4. The compact reduction small gear box drive integrated structure according to claim 3, wherein, The transmission mechanism also includes an output gear (7). A rotating hole is provided on one side of the housing (1). A rotating column (8) is rotatably installed inside the rotating hole. One end of the rotating column (8) is coaxially fixed with the output gear (7). The output gear (7) meshes with the pinion of the adjacent second double gear (6). The output gear (7) is coaxially arranged with the output power shaft (2) and an adjustable clutch mechanism is provided between them.
5. The compact reduction small gear box drive integrated structure according to claim 4, wherein, The adjustable clutch mechanism includes a docking post (10), which is coaxially arranged with the output gear (7) and the two are an integral structure. The output power shaft (2) is sleeved on the docking post (10). The outer side of the docking post (10) is provided with a through hole coaxially arranged with it, and the through hole passes through the output gear (7) and the docking post (10). The outer circumferential wall of the docking post (10) is provided with a plurality of sliding holes that are connected to the through hole. The inner circumferential wall of the output power shaft (2) is provided with a plurality of semi-circular slots. A first round head post (11) is slidably arranged inside the sliding hole. The through hole is provided with an elastic structure that pushes the first round head outward.

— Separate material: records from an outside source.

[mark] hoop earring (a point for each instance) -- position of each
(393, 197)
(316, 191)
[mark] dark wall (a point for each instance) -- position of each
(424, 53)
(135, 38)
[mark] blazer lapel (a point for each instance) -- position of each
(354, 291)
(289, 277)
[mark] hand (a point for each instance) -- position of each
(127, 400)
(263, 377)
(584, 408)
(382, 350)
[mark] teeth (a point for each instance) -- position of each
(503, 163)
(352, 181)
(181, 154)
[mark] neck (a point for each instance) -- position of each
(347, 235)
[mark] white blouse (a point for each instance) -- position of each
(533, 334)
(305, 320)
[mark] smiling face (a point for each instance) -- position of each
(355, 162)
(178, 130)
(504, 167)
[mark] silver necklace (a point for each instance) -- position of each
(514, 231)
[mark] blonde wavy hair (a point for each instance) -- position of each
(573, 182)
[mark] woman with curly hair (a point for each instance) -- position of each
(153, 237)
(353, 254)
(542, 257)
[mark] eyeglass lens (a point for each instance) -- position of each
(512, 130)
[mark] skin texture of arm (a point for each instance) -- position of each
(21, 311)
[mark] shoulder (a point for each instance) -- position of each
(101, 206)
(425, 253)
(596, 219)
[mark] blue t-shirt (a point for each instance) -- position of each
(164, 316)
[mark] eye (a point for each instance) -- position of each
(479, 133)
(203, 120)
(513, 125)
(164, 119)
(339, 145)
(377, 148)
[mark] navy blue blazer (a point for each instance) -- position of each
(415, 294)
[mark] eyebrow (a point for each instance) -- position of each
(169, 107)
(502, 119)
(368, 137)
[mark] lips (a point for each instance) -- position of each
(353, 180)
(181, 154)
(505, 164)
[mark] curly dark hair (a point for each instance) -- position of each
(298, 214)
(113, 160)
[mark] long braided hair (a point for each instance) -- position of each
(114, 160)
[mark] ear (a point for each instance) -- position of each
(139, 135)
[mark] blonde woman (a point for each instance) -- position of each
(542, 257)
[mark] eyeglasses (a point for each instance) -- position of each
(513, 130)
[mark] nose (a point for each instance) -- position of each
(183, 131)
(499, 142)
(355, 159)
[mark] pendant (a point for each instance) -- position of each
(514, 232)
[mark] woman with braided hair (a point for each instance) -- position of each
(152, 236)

6. The compact reduction small gear box drive integrated structure according to claim 5, wherein, The through hole of the docking post (10) is connected to an adjusting threaded post by a thread, and the adjusting threaded post (9) is conical at one end of the through hole. The other end of the adjusting threaded post (9) is provided with an internal hexagonal screw hole. A second round head post (12) is slidably arranged inside the sliding hole. A tightening spring (13) is arranged between the first round head post (11) and the second round head post (12) in the same sliding hole. The two ends of the tightening spring (13) are in contact with the first round head post (11) and the second round head post (12) respectively. The tightening spring (13) pushes the round head of the second round head post (12) to contact the conical head of the adjusting threaded post (9).